New law allows faith-based groups to adhere to Biblical family standards.
Texas Gov. Greg Abbott signed legislation June 15 that protects faith-based foster and adoption care agencies from lawsuits challenging their Biblically based operational standards. Facing the threat of ruinous lawsuits for refusing to work with gay couples or provide abortions for children in their care, agency directors said they would have been forced to close their doors without the protections.
Similar legislation in other states has met with mixed success.
In Texas, faith-based organizations make up about 25 percent of foster and adoption care agencies, serving about 30,000 children in the state’s Child Welfare Services system. Without those agencies, the state’s already shallow pool of prospective foster care and adoptive parents would continue to evaporate, said state Rep. James Frank, a Republican.
Frank, who with his wife has four biological sons and two adopted brothers, authored key legislation this session overhauling the embattled child welfare system.

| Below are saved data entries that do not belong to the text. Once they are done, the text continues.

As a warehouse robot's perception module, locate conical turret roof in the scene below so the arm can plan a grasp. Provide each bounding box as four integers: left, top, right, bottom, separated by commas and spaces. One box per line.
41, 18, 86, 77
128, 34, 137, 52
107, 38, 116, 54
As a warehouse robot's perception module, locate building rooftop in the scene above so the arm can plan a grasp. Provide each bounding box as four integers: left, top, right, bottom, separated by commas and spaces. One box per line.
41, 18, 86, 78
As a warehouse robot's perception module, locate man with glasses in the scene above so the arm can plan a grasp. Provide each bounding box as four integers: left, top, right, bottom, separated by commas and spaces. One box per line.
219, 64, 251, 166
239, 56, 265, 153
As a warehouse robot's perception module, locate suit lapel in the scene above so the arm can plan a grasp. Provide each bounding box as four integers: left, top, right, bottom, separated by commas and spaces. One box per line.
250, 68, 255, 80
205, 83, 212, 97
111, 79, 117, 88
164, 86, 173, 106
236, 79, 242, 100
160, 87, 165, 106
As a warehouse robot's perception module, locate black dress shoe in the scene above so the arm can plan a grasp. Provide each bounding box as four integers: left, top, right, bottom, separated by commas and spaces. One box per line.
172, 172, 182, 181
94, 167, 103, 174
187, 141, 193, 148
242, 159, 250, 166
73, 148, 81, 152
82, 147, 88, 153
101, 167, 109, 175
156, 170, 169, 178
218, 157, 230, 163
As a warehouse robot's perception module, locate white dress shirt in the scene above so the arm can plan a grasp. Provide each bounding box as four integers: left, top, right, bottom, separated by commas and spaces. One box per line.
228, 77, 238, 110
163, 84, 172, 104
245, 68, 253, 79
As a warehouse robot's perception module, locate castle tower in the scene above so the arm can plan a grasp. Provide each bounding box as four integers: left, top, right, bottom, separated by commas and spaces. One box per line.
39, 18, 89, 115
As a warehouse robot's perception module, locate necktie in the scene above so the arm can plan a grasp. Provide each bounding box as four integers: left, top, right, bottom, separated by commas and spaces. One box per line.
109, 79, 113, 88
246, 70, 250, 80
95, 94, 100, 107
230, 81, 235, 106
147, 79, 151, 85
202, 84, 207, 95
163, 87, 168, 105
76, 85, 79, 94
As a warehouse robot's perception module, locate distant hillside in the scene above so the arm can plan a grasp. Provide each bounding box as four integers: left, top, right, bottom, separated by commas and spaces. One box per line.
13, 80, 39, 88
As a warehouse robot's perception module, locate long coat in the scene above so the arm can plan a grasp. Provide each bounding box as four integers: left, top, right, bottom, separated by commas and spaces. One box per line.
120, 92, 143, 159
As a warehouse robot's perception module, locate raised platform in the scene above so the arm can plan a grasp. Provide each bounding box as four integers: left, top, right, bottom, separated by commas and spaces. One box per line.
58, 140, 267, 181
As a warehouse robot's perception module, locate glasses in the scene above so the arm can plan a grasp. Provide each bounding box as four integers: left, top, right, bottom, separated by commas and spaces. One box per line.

Part of that reform included protections that kept all agencies “at the table,” Frank said.
Catholic Charities and Buckner Children and Family Services, both operating in Texas, asked lawmakers for a reprieve from anticipated lawsuits brought by pro-abortion and LGBT-rights advocates. Attorneys for the opposing organizations lobbied against the bill, calling it discriminatory and alleging gay, lesbian and transgender parents would be shut out of the system—an accusation none of the critics could substantiate.
The State of Texas has never barred gays and lesbians from fostering and adopting. As private agencies—secular and religious—took over the role of recruiting and training prospective parents, some established their own policies that excluded homosexuals. Most agencies today, even some with religious roots, have no such restrictions. But a biblically faithful remnant choose to work exclusively with married heterosexual couples and ask not to be forced to participate in abortions.
The new law protects those agencies but requires any prospective parent turned away for religious reasons be referred to another agency within the region.